Recruiting allows Harbaugh to feed his rabid competitiveness, and also, in a way, to reveal his unique personality in full. It’s why he challenged NCAA rules and SEC boundaries and held satellite camps all across the globe. It’s why he spent a night at a recruit’s house, and climbed a tree at another’s.
I don’t know if he revels in recruiting, but he revels in finding new ways to win something. The NFL is stark and antiseptic and some coaches like that, not forced to woo teenagers or wonder if they’re tucked into the dorm at night. You’re given a salary cap and a draft to pluck players, and it has little to do with creativity and intangibles.
In the NFL, you get a minimum of 16 chances for a big win. In college you get a minimum of 12 chances on the field and nearly 30 off the field, with recruiting successes embraced as fervently by some as the games themselves.

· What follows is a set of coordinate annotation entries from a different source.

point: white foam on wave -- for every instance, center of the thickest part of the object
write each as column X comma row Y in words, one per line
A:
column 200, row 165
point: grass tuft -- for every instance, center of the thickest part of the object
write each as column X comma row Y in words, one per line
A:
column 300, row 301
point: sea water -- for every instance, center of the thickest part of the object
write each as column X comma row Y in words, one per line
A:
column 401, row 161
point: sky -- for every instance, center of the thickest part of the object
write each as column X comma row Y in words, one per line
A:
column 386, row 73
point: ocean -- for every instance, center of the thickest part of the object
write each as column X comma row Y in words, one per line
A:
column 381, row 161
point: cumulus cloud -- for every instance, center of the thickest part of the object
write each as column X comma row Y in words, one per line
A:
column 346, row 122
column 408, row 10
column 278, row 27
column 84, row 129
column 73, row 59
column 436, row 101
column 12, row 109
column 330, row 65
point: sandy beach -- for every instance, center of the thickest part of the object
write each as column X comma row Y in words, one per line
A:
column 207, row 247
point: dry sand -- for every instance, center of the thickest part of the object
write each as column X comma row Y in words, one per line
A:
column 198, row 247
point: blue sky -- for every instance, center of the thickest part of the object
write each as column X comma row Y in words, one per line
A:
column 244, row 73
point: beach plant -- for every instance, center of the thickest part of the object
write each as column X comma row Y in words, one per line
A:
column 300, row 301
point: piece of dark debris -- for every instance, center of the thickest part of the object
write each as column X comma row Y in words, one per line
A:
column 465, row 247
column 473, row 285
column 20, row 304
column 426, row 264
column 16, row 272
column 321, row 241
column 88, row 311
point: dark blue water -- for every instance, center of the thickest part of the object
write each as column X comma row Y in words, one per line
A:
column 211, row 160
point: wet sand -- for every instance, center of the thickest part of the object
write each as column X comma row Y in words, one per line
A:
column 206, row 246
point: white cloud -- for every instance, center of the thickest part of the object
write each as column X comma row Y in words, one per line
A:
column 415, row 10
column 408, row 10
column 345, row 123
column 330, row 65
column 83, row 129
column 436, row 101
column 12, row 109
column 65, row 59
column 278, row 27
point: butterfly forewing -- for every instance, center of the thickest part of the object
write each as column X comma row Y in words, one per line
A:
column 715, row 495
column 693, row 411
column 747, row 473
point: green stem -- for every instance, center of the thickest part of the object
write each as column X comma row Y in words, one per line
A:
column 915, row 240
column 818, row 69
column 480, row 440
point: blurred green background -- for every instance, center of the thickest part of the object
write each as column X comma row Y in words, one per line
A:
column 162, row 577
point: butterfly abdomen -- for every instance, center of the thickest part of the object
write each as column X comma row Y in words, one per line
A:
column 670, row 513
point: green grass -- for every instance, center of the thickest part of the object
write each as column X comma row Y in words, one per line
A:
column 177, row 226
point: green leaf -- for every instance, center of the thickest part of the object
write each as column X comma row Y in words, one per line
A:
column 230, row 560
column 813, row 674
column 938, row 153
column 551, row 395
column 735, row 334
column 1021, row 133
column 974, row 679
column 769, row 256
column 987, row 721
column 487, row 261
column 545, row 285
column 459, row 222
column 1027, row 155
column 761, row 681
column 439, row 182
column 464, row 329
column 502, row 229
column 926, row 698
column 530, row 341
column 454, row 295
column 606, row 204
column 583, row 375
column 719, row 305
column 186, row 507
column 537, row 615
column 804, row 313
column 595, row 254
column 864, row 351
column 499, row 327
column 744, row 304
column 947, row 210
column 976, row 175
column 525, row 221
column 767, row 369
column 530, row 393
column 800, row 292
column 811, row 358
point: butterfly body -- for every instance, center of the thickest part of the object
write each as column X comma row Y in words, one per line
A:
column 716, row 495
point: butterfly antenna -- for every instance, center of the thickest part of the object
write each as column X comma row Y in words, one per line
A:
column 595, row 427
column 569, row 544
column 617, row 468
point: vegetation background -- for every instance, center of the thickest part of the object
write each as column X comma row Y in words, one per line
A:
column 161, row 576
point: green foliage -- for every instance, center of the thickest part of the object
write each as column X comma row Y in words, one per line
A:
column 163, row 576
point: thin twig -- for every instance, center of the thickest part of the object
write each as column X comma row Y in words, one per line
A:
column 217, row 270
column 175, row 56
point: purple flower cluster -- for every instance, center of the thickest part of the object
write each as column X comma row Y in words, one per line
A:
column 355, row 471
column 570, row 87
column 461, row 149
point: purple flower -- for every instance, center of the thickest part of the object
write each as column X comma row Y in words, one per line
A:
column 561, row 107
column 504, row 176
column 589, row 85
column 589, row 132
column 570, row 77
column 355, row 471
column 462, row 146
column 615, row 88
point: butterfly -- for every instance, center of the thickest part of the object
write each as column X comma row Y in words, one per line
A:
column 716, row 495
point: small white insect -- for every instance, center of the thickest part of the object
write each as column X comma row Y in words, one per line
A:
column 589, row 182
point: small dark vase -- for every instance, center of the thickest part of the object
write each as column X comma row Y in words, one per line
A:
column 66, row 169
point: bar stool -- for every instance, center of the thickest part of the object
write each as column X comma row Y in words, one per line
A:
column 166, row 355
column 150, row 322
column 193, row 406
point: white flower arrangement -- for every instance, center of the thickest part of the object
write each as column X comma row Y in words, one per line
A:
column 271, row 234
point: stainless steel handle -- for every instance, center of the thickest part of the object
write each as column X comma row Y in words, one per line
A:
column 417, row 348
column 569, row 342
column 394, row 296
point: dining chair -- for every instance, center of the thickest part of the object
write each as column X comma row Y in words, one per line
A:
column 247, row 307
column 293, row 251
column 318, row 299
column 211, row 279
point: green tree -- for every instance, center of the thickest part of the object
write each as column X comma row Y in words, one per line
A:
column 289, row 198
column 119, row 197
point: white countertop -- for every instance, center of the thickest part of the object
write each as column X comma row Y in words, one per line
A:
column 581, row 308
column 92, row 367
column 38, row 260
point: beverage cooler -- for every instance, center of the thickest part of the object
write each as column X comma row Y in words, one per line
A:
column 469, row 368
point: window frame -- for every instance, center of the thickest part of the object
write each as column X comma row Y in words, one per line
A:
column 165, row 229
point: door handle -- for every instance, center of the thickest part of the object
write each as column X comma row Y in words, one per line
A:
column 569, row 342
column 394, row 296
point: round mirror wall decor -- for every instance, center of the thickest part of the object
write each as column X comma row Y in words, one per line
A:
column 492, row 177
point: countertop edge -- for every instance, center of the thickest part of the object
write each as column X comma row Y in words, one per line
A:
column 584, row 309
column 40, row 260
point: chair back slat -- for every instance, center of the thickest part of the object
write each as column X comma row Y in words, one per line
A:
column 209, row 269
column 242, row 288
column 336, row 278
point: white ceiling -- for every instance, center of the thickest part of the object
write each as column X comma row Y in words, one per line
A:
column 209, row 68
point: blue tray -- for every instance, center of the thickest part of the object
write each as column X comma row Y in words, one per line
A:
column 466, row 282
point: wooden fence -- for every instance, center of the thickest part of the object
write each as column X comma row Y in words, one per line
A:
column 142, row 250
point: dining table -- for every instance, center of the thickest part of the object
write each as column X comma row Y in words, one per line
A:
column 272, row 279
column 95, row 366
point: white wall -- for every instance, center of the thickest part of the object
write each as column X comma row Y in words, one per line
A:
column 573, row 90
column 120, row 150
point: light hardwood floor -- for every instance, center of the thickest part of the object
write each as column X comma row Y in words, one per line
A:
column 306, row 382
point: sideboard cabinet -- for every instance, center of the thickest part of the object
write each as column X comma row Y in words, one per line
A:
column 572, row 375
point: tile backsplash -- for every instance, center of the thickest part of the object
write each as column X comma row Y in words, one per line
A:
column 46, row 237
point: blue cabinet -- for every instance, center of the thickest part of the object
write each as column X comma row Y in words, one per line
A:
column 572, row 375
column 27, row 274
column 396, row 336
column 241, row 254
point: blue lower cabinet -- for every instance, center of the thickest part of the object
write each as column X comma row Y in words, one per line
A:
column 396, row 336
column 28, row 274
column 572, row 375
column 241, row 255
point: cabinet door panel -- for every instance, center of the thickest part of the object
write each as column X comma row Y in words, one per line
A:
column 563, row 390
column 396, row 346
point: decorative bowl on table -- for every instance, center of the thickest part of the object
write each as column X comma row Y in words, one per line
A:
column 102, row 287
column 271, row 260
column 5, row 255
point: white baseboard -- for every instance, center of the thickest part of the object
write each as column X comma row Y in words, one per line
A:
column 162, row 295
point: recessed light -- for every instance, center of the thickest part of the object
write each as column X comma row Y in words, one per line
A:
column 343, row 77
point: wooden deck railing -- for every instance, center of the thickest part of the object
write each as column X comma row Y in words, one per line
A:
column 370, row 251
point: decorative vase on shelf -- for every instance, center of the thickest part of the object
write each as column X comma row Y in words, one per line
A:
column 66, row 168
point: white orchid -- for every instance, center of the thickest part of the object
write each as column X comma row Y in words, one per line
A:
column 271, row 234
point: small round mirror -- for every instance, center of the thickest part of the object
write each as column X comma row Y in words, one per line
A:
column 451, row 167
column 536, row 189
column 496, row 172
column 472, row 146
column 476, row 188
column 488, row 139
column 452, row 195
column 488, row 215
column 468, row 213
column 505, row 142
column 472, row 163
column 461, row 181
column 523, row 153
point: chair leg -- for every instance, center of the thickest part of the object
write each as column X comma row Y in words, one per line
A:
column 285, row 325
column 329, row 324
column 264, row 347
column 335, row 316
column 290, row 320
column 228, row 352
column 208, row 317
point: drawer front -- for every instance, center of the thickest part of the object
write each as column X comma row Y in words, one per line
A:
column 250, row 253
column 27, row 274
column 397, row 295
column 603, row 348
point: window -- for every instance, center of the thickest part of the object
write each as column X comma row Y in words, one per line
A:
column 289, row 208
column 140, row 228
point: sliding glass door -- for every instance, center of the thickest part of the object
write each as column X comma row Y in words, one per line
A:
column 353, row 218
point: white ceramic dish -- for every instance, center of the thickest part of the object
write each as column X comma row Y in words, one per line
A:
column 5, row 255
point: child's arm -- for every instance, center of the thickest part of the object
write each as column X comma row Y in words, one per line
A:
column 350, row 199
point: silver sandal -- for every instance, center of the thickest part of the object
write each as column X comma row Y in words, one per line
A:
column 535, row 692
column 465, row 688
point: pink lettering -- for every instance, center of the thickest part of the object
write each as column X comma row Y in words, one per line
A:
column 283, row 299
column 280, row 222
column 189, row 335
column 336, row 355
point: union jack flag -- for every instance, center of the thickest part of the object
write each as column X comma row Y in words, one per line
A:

That’s why Harbaugh delivered his message Tuesday night, pointed directly at adversaries, whether he has evidence of meddling or not. To be frank, practically everyone negatively recruits, using whatever angle they can. Because Harbaugh’s name pops up for NFL openings, it’s a handy tactic, and I’m sure he understands it.
He just wanted to remind everyone how the game is played, fair or fowl. Would we have preferred to hear the names of his Jive Turkey Trio? Of course! But at least we could go to the Urban Dictionary for the meaning of jive turkey, which reads, in part, “One who speaks as though they know what they’re talking about … a BSer.”
Well, that hardly narrows the list of coaches, renowned BSers. But, hmm, it did come from the “Urban” Dictionary, and Harbaugh is battling Urban Meyer for top recruits. Same with Nick Saban. And Mark Dantonio recently ruled the state. And Penn State’s James Franklin has made an impact.
Wherever you look in college football, you see fierce competition. Everywhere Harbaugh looks, he sees enemies. In his mind, there is no difference, part of an invigorating game that never ends.